Georgie Malwood came up. She was with her fourth mother-in-law, Mrs. Claude Malwood, whose back view was seventeen, but whose face was older than the Pyramids. And Arrowsmith drifted off to the paddock.
But they lunched and spent the day together and one of the horses, “Mince Pie,” won the fourth race at six to one, beating the favorite by a short head. And so Feo had a good day. They got away ahead of the crowd, except for the people of the theater, who had to dine early and steady down before entering upon the arduous duties of the night, especially those of the chorus who, in these days of Reviews, are called upon to make so many changes of clothes. Art demands many sacrifices.—It had been decided that the Ritz would do for dinner and one of the dancing clubs afterwards. But on the way out Gilbert Macquarie pranced up to Feo, utterly inextinguishable, with a hatband of one club and a tie of another and clothes that would have frightened a steam roller. “Oh, hello, old thing,” he cried, giving one of his choicest wriggles. “How goes it?”
To which Feo replied, with her most courteous insolence, “Out, Mr. Macquarie,” touched Arrowsmith’s arm and went.
But the nasty familiarity of that most poisonous bounder did something queer to Arrowsmith’s physical sense, and he couldn’t for the life of him play conversational ball with Feo on the road home. “To follow that,” he thought, and was nauseated.
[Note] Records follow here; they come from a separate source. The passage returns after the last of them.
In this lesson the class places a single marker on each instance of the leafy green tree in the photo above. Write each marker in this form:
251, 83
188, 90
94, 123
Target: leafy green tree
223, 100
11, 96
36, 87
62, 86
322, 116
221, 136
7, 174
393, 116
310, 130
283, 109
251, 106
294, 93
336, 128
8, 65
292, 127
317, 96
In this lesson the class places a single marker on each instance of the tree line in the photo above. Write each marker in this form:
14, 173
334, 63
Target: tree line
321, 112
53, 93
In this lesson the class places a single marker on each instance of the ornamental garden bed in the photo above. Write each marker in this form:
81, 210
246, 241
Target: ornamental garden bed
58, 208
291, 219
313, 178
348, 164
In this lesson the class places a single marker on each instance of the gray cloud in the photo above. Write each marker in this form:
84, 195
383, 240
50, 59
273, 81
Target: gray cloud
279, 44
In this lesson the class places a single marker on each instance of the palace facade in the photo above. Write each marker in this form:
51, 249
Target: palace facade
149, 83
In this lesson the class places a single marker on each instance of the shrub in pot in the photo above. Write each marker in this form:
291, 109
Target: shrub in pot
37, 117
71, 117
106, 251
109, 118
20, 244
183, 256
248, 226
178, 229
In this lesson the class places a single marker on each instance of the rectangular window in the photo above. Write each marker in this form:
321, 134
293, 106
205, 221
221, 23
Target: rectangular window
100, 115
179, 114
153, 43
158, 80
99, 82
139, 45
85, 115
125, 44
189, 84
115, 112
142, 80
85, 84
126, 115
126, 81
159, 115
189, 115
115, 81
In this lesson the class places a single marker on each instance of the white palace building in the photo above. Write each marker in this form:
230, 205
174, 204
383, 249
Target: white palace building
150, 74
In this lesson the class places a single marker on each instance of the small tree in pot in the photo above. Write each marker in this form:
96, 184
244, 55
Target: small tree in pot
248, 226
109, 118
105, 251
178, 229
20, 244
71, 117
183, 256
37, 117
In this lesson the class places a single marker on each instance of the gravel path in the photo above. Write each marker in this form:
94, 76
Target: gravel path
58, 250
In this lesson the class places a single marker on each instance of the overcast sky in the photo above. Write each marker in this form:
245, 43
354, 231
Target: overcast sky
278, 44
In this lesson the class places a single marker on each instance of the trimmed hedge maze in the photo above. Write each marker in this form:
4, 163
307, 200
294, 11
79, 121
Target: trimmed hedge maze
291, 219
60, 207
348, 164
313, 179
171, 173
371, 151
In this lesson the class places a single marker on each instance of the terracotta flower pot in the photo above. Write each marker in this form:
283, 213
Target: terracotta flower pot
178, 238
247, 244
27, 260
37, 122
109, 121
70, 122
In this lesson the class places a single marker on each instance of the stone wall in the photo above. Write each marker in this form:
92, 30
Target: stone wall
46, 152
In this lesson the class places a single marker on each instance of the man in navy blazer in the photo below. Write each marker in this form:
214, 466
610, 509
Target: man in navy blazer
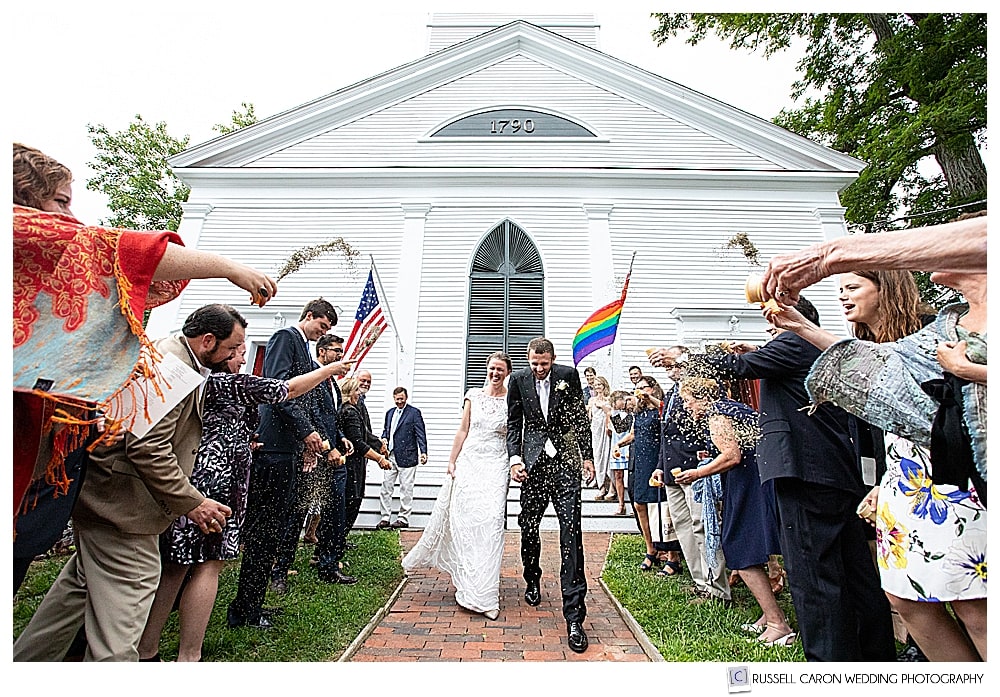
842, 613
288, 432
405, 438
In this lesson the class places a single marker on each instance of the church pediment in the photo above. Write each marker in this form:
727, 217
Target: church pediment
419, 114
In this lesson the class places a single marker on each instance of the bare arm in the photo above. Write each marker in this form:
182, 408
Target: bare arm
958, 246
460, 436
724, 437
951, 356
793, 321
181, 263
301, 384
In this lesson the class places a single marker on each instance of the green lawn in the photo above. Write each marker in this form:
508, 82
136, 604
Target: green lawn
319, 621
681, 631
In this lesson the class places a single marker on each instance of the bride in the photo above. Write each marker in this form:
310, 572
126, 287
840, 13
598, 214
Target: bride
464, 536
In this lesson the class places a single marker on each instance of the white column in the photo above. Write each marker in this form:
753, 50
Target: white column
406, 303
602, 276
163, 320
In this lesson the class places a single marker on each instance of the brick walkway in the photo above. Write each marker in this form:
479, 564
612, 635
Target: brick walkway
425, 623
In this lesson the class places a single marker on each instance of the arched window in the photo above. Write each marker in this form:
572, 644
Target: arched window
506, 300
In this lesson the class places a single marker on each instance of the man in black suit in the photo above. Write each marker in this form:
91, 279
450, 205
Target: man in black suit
842, 613
287, 432
324, 485
548, 441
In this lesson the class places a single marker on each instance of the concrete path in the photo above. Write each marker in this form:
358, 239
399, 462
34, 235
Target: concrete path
425, 624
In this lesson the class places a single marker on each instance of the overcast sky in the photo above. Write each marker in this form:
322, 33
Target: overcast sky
190, 63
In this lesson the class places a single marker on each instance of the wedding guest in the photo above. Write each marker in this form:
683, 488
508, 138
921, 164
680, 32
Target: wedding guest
116, 275
954, 246
221, 470
133, 491
645, 446
290, 440
620, 422
681, 448
930, 522
598, 409
749, 530
405, 439
810, 458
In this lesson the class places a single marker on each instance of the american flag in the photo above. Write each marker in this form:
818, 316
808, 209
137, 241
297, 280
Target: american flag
369, 323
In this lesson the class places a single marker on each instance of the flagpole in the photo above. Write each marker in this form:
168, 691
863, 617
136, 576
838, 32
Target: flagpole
388, 312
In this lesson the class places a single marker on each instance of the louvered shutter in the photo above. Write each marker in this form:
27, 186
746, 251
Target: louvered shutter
506, 300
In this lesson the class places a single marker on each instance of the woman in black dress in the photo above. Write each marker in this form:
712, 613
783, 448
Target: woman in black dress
221, 472
749, 523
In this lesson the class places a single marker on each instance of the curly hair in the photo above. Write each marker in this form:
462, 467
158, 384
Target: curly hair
37, 176
900, 306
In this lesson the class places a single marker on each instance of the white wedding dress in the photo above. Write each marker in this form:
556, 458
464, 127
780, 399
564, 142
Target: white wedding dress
464, 536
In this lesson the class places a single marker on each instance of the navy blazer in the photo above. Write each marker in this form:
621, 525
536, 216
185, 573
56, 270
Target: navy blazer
284, 426
527, 427
410, 439
814, 446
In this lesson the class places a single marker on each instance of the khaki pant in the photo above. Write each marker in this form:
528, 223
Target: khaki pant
108, 584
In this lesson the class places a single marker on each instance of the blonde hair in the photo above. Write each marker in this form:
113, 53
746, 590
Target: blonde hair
349, 386
700, 388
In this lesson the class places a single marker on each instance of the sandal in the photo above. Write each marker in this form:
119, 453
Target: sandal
674, 566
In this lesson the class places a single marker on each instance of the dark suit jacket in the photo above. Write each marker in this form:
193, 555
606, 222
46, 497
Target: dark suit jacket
567, 426
140, 485
284, 426
814, 447
410, 439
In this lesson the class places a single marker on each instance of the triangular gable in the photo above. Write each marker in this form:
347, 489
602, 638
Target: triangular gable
517, 39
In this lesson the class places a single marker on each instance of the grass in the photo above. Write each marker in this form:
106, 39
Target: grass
319, 621
681, 631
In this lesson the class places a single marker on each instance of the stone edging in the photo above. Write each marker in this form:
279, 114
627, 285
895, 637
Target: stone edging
370, 627
647, 646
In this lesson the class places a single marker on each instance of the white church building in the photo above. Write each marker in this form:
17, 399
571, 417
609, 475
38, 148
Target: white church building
501, 183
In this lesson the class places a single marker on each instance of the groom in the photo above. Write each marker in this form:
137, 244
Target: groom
548, 433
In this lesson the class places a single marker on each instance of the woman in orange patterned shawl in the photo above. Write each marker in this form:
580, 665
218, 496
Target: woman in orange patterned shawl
80, 293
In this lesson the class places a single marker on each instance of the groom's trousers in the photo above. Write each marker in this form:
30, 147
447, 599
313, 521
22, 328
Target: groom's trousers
560, 483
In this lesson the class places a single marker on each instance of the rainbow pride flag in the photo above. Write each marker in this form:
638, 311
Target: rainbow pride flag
600, 328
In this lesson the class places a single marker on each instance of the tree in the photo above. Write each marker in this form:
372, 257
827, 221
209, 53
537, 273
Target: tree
240, 119
132, 171
894, 90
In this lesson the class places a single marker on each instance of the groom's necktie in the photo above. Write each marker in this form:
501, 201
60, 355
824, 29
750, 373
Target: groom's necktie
543, 396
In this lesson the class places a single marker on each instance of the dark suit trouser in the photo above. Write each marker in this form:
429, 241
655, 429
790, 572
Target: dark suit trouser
355, 494
842, 612
309, 487
332, 532
271, 499
560, 484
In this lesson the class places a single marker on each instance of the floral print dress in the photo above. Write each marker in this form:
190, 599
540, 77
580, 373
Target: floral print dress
931, 539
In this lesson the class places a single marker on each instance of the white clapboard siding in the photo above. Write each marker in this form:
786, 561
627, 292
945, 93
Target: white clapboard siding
629, 134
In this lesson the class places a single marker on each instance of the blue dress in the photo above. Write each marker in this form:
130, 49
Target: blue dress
645, 455
749, 522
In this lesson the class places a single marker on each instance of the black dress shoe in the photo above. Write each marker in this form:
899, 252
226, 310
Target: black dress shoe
577, 637
337, 577
235, 621
533, 594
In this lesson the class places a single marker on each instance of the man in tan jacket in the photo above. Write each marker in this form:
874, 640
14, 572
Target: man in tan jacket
133, 490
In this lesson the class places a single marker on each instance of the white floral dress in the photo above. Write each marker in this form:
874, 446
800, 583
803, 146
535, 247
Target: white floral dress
464, 536
931, 539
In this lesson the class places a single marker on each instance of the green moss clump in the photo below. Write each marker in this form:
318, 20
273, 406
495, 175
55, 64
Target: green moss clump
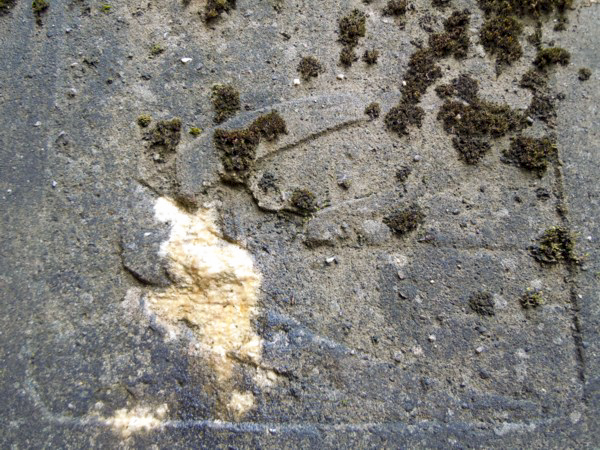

But Feo was in her softest, her most feminine mood. After dinner she was going to dance with this man and be held in his arms. It was a delightful surprise to discover that she possessed a heart. She had begun to doubt it. She had been an experimentalist hitherto. And so she didn’t have much to say. And when they emerged from the squalor of Hammersmith and were passing Queen’s Road, Bayswater, the picture of Lola came suddenly into her mind, the girl in love, and she wondered sympathetically how she was getting on. “What shall I wear to-night? I hate those new frocks.—I hope the band plays Bohème at the Ritz.—No diamonds, just pearls. He’s a pearl man, I think. And I’ll brush Peau d’Espagne through my hair. What a profile he has,—Cupid.”
And she shuddered. She had married a profile, the fool. To be set free was impossible. The British public did not allow its Cabinet Ministers to be divorced.
At Dover Street Arrowsmith sprang from the car. He handed Feo out and rang the doorbell.
“You look white,” she said. “What’s the matter?”
He was grateful for the chance. “That old wound,” he said. “It goes back on me from time to time.”
“That doesn’t mean that you’ll have to chuck tonight?” She was aghast.
“I’m awfully afraid so, if you don’t mind. It means bed, instantly, and a doctor. Do forgive me. I can’t help myself. I wish to God I could.”
She swallowed an indescribable disappointment and said “Good night, then. So sorry. Ring me up in the morning and let me know how you feel.”
But she knew that he wouldn’t. It was written round his mouth. And as she went upstairs she whipped herself and cursed Macquarie and looked back at her kite-tail of indiscriminations with overwhelming regret. Arrowsmith was a pucca man.